Unleashing the Power of CNNs for Precise American Sign Language Recognition.
This project focuses on training a convolutional neural network (CNN) model to recognize American Sign Language (ASL) letters. The goal is to classify hand gestures representing the letters A-Z (excluding J and Z) using a dataset of grayscale images.
DATASET
The dataset used for training and testing the model is similar in format to the classic MNIST dataset.
It consists of 27,455 training cases and 7,172 test cases, with each case representing a 28x28 pixel image and a corresponding label.
GETTING STARTED
To use this code, follow the steps below:
Clone the repository:
git clone https://github.com/saikeerthana-narra/American-Sign-Language-Detection-with-CNN.git
Install the required libraries
Download the datasets
Place the downloaded CSV files in the project directory
Run the code
MODEL ARCHITECTURE
The CNN model used for this project has the following architecture:
a) Convolutional layers with ReLU activation.
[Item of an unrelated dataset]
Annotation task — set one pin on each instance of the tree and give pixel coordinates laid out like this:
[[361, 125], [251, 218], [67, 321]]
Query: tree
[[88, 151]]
b) Max pooling layers for downsampling.
c) Batch normalization layers for normalization.
d) Dropout layers for regularization.
e) Fully connected layers with ReLU activation.
f) Softmax activation for the output layer.
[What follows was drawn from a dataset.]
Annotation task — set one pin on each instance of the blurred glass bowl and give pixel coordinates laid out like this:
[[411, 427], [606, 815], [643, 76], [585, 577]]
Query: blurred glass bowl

g) The model is trained using the training data and evaluated on the test data.
h) The training process includes data augmentation techniques such as rotation, zooming, and shifts to improve generalization.
RESULTS
After training the model, the performance on the test data is evaluated. The following results were obtained:
LOSS: 0.04501
ACCURACY: 0.9898
In this case, the model is achieving a relatively low loss value and a high test accuracy.
A loss of 0.2815 indicates that the model's predictions have a small deviation from the true values.
A test accuracy of 0.9826 indicates that the model is correctly classifying or predicting approximately 98.26% of the samples in the test dataset.
These values suggest that the model is performing well and achieving a high level of accuracy on the given task.
FURTHER IMPROVEMENTS
Possible improvements for this project include:
Experimenting with different architectures or hyperparameters to improve model performance.
Exploring other data augmentation techniques.
Training the model on a larger dataset for better generalization.